11. The US State Department report showed that a growing moneyed class had emerged in Baku and poverty nationwide had decreased, but 49 per cent of the population still lived below the poverty level. The Government’s human rights record remained poor. Arbitrary arrest and detention continued to be a problem. The Government took no action to punish abusers, although perpetrators were prosecuted in a few cases. The Government continued to restrict freedom of speech and press, and the press faced continued harassment throughout the year. Violence against women remained a problem. Discrimination against women and certain ethnic minorities were problems. The Government did not hold most members of the police accountable for their actions. The Constitution provides that persons of all faiths may choose and practise their religion without restriction, but there are some abuses and restrictions. Some officials were said, at times, to discriminate against members of minority religions. There had been small congregations of evangelical Lutherans, Roman Catholics, Baptists, Molokans (old believers in the Russian Orthodox Church), Seventh Day Adventists and Daha’is in the country for more than one hundred years. In the last ten years, a number of new religious groups that were considered ‘foreign’ or ‘non-traditional’ had been established. These include Pentecostal and Evangelical Christians, Jehovah’s Witnesses and Hari-Krishnas. There were some reports of Government harassment of these non-traditional groups. In many instances, abuse by officials reflected the popular prejudice against conversion to Christianity and other non-traditional religions. There was official concern regarding ‘foreign’ (mainly Iranian and Wahhabist Muslim missionary activity). There were also reports that the Government closed down Muslim groups and organisations, allegedly having ties with terrorism.

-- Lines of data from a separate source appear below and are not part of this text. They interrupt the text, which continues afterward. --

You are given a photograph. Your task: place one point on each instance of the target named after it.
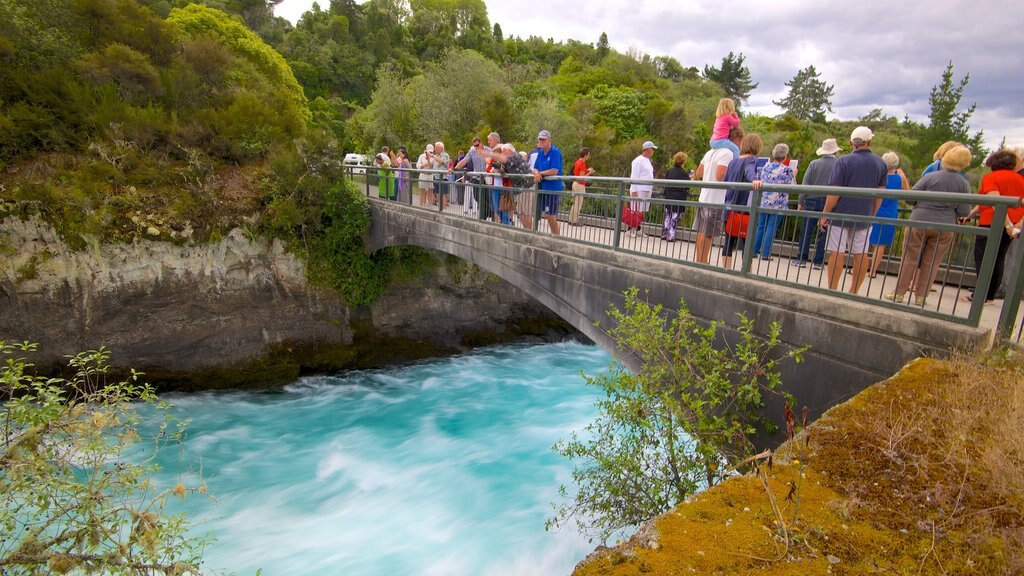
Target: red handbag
(631, 217)
(736, 224)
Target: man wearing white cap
(641, 169)
(425, 162)
(860, 168)
(818, 173)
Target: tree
(674, 425)
(809, 96)
(602, 46)
(71, 499)
(669, 68)
(733, 77)
(945, 123)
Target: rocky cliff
(239, 313)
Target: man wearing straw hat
(818, 173)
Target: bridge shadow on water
(854, 341)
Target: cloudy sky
(877, 53)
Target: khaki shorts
(526, 202)
(709, 221)
(848, 238)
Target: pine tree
(809, 96)
(733, 77)
(602, 46)
(945, 123)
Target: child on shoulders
(725, 119)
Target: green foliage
(623, 110)
(809, 96)
(196, 21)
(677, 424)
(72, 500)
(336, 256)
(733, 77)
(948, 123)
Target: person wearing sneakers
(641, 169)
(548, 163)
(924, 249)
(860, 168)
(818, 173)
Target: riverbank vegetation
(679, 421)
(923, 474)
(75, 495)
(178, 121)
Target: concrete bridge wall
(852, 344)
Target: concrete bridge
(853, 343)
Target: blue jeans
(505, 217)
(726, 142)
(767, 227)
(810, 228)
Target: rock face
(238, 313)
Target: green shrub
(131, 71)
(195, 21)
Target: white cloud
(878, 53)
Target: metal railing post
(752, 230)
(479, 190)
(1012, 301)
(537, 209)
(995, 233)
(616, 236)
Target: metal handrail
(614, 190)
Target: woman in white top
(641, 169)
(425, 162)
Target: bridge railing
(795, 255)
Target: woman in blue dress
(882, 235)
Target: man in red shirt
(1003, 180)
(580, 187)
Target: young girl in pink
(725, 119)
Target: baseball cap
(862, 133)
(829, 146)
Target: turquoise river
(441, 467)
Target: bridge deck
(945, 300)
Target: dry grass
(923, 474)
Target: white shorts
(848, 238)
(637, 205)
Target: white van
(352, 159)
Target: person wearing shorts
(548, 163)
(710, 221)
(848, 237)
(712, 169)
(860, 168)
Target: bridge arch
(853, 344)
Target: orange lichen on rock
(919, 475)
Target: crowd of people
(517, 183)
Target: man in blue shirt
(549, 163)
(860, 168)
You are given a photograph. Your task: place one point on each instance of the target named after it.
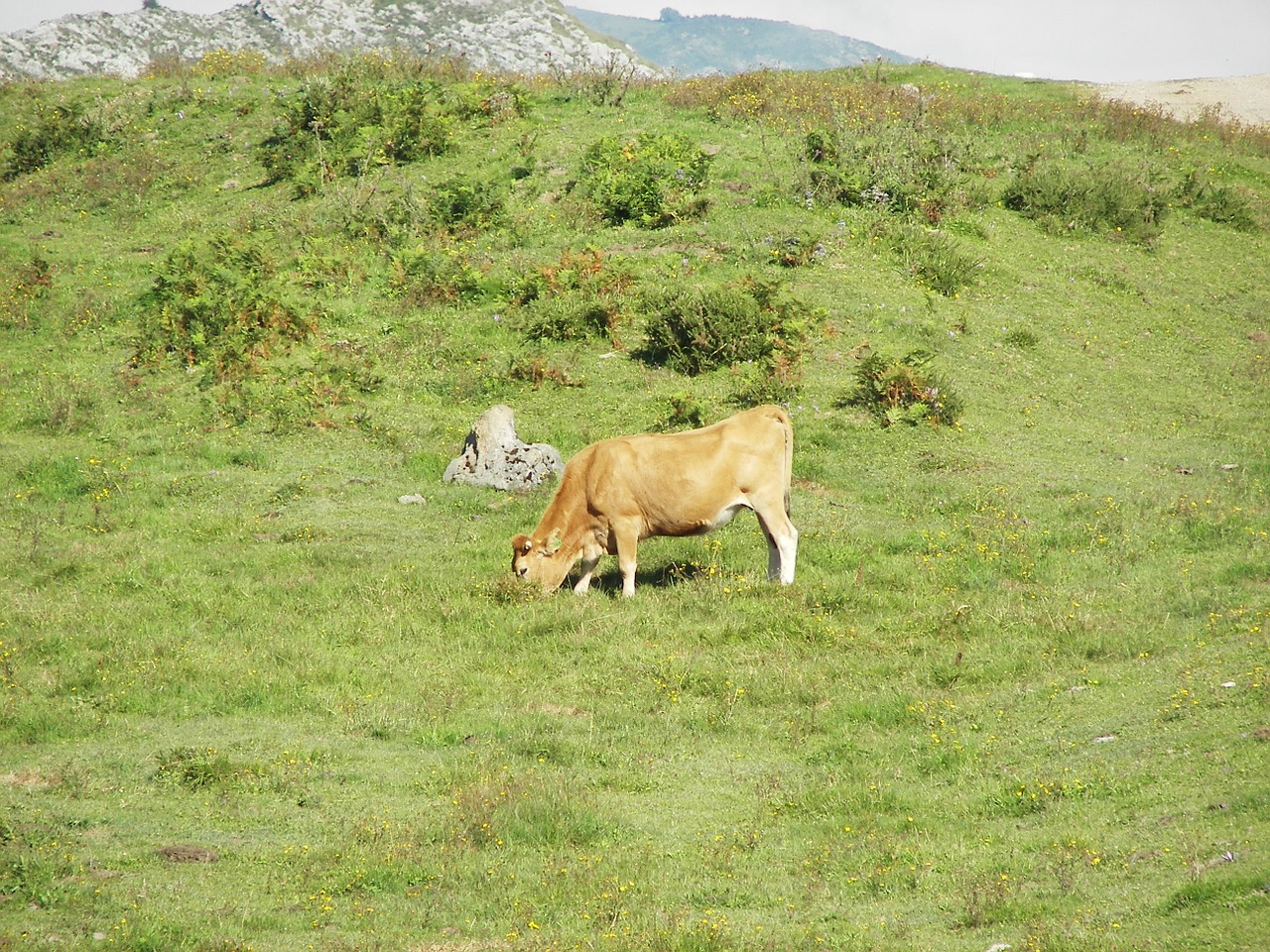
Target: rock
(494, 456)
(189, 853)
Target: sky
(1095, 41)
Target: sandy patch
(1243, 98)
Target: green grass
(1017, 694)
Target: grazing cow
(619, 492)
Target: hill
(267, 680)
(522, 36)
(702, 45)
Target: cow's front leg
(627, 540)
(589, 560)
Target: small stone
(494, 456)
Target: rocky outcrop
(494, 456)
(517, 36)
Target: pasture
(252, 701)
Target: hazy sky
(1079, 40)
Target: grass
(1017, 693)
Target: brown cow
(619, 492)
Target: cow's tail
(789, 460)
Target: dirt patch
(1243, 98)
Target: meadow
(1017, 694)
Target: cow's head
(540, 560)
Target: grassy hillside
(1017, 693)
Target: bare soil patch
(1243, 98)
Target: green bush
(430, 275)
(652, 180)
(699, 327)
(795, 250)
(368, 113)
(897, 169)
(903, 390)
(1219, 203)
(1093, 197)
(220, 302)
(56, 130)
(575, 298)
(463, 202)
(933, 258)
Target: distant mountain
(520, 36)
(693, 46)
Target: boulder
(494, 456)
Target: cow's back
(679, 483)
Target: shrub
(1223, 204)
(575, 298)
(338, 126)
(368, 113)
(427, 275)
(58, 130)
(795, 250)
(697, 329)
(220, 303)
(462, 202)
(897, 168)
(1098, 198)
(903, 390)
(933, 258)
(652, 180)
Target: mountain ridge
(716, 44)
(516, 36)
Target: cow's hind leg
(781, 542)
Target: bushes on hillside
(220, 303)
(1095, 197)
(699, 327)
(365, 116)
(651, 180)
(903, 390)
(898, 169)
(55, 130)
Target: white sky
(1098, 41)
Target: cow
(617, 492)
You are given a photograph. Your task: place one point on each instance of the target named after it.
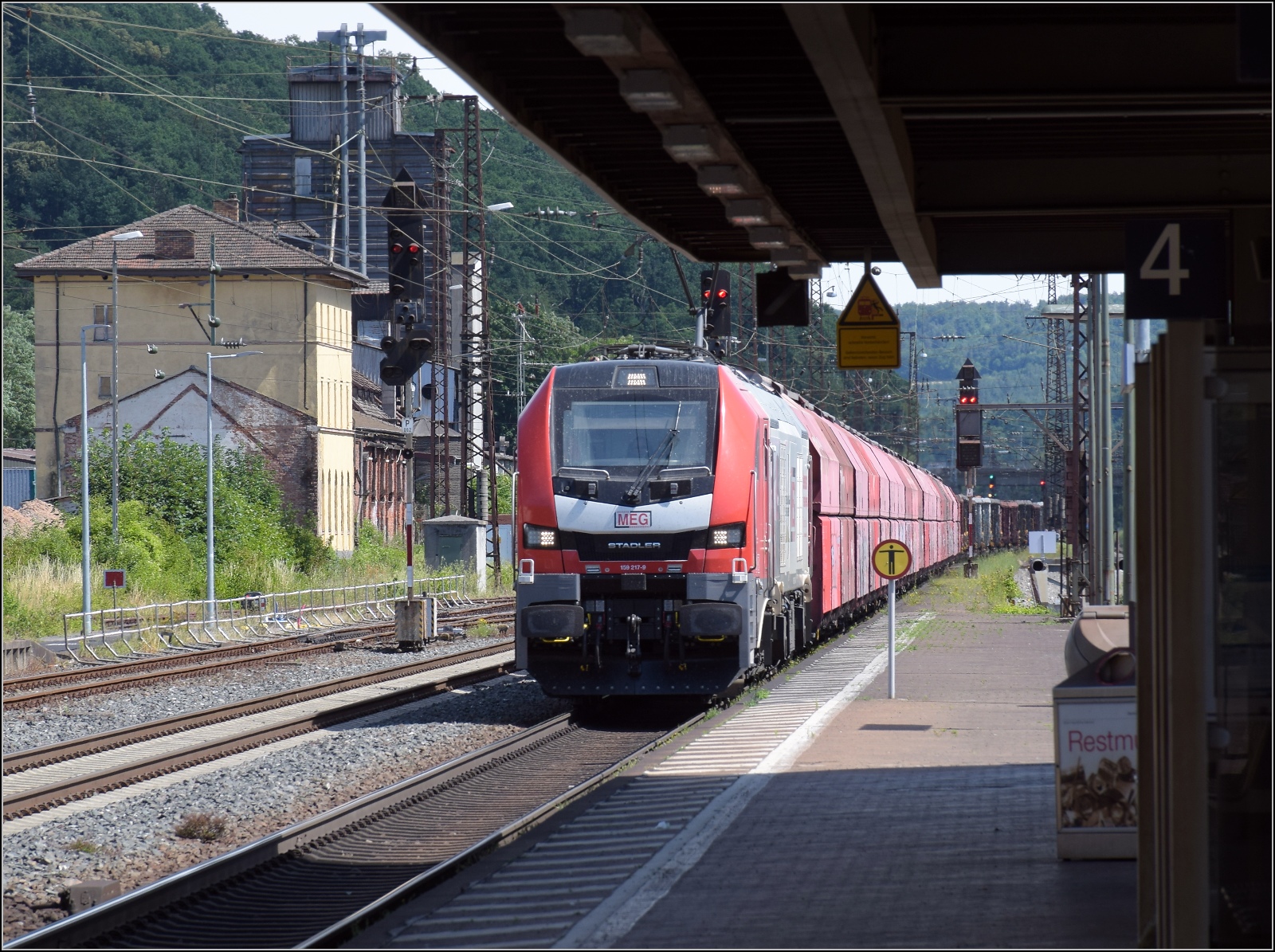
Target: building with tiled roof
(273, 293)
(180, 242)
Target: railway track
(48, 777)
(38, 688)
(314, 883)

12. The importation of religious materials was restricted. In December, the State Committee for work and religious associations denied a Baku bookstore permission to import four hundred religious books on the grounds that the store was not a ‘religious organisation’. SCWRA officials told foreign diplomats that they had blocked the import of Islamic literature that did not accord with Azerbaijani values.

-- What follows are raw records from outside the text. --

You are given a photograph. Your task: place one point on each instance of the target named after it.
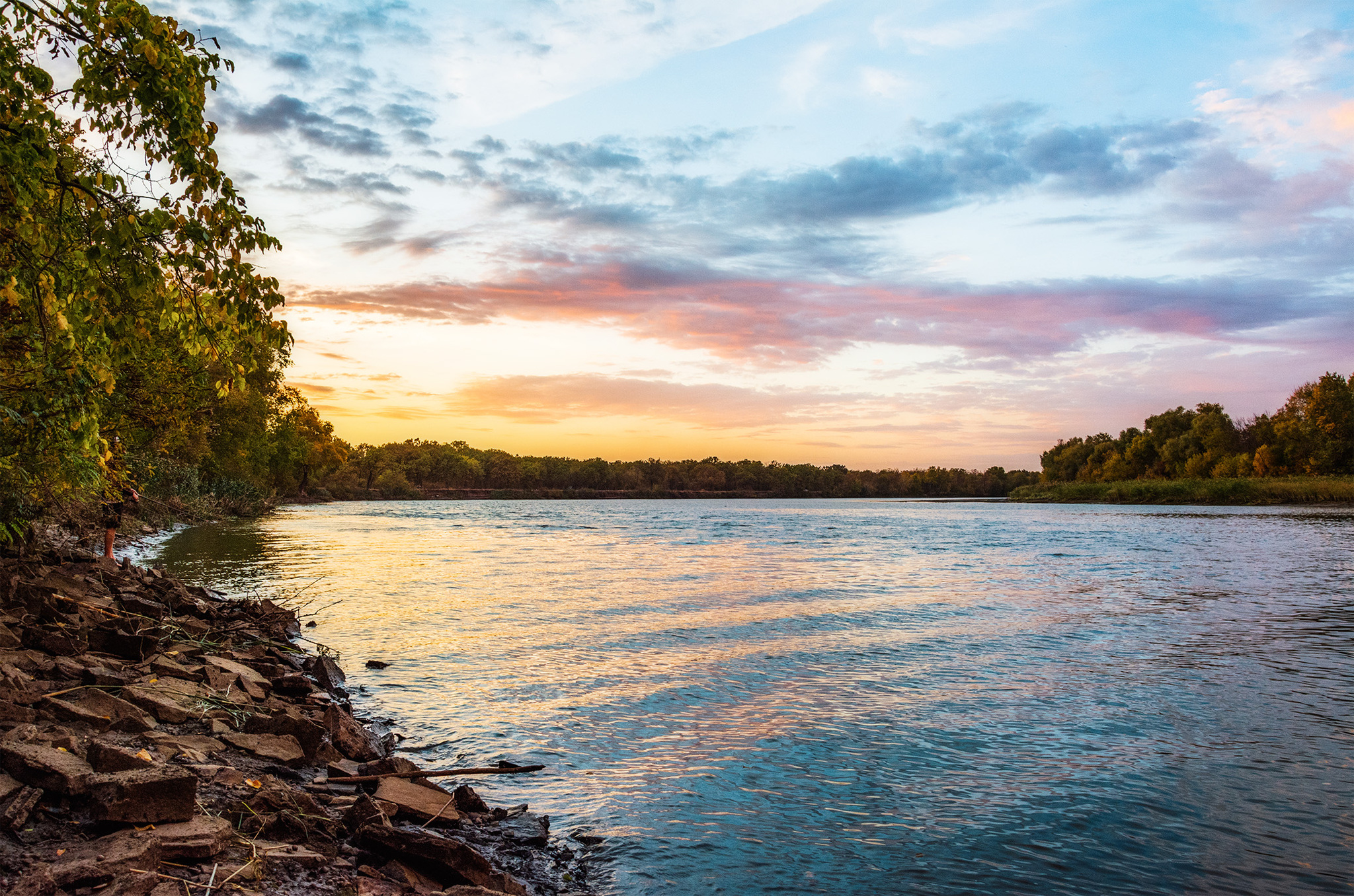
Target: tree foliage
(124, 248)
(1311, 433)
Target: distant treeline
(416, 467)
(1311, 435)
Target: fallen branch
(438, 773)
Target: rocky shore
(159, 739)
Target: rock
(467, 800)
(157, 706)
(201, 837)
(68, 711)
(222, 774)
(122, 715)
(104, 676)
(14, 712)
(170, 667)
(289, 853)
(36, 883)
(144, 796)
(175, 743)
(343, 769)
(284, 749)
(17, 814)
(311, 735)
(401, 874)
(328, 673)
(350, 737)
(364, 811)
(420, 802)
(247, 675)
(107, 757)
(46, 768)
(106, 858)
(450, 861)
(527, 830)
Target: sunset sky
(885, 235)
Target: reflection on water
(860, 697)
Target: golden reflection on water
(908, 693)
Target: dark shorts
(111, 515)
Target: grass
(1222, 492)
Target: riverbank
(159, 739)
(1195, 492)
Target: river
(857, 697)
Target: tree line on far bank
(1311, 435)
(415, 467)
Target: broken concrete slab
(144, 796)
(106, 858)
(200, 837)
(46, 768)
(420, 802)
(446, 860)
(110, 757)
(284, 749)
(122, 715)
(160, 706)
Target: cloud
(619, 184)
(779, 321)
(547, 400)
(288, 114)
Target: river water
(857, 697)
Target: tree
(117, 229)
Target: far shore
(1250, 492)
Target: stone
(245, 673)
(311, 735)
(46, 768)
(170, 667)
(328, 673)
(401, 874)
(144, 796)
(373, 887)
(159, 706)
(201, 837)
(17, 814)
(107, 858)
(174, 743)
(222, 774)
(343, 769)
(110, 757)
(350, 737)
(289, 853)
(68, 711)
(104, 676)
(122, 715)
(467, 800)
(420, 802)
(528, 830)
(284, 749)
(448, 861)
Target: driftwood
(435, 773)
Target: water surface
(859, 697)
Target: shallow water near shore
(857, 697)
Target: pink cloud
(798, 321)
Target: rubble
(156, 737)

13. Hostility also existed towards foreign (mostly Iranian and Wahhabist) Muslim missionary activity, which partly was viewed as seeking to spread political Islam, and thus a threat to stability and peace. Ethnic Azerbaijanis have fled areas of Azerbaijan controlled by ethnic Armenians and Mosques in this area that had not already been destroyed did not function. He submitted that the situation in Azerbaijan was poor. He acknowledged that his reference in his grounds to widespread societal and government discrimination against “non Azeri” ethnic minorities was an error on his part. The cumulative effect of the problems this family would face, namely the fact that the Appellant is a Christian woman married to a Muslim who would be regarded as a foreigner, means that her removal from the United Kingdom would be disproportionate. As an Afghan citizen he would be in difficulty.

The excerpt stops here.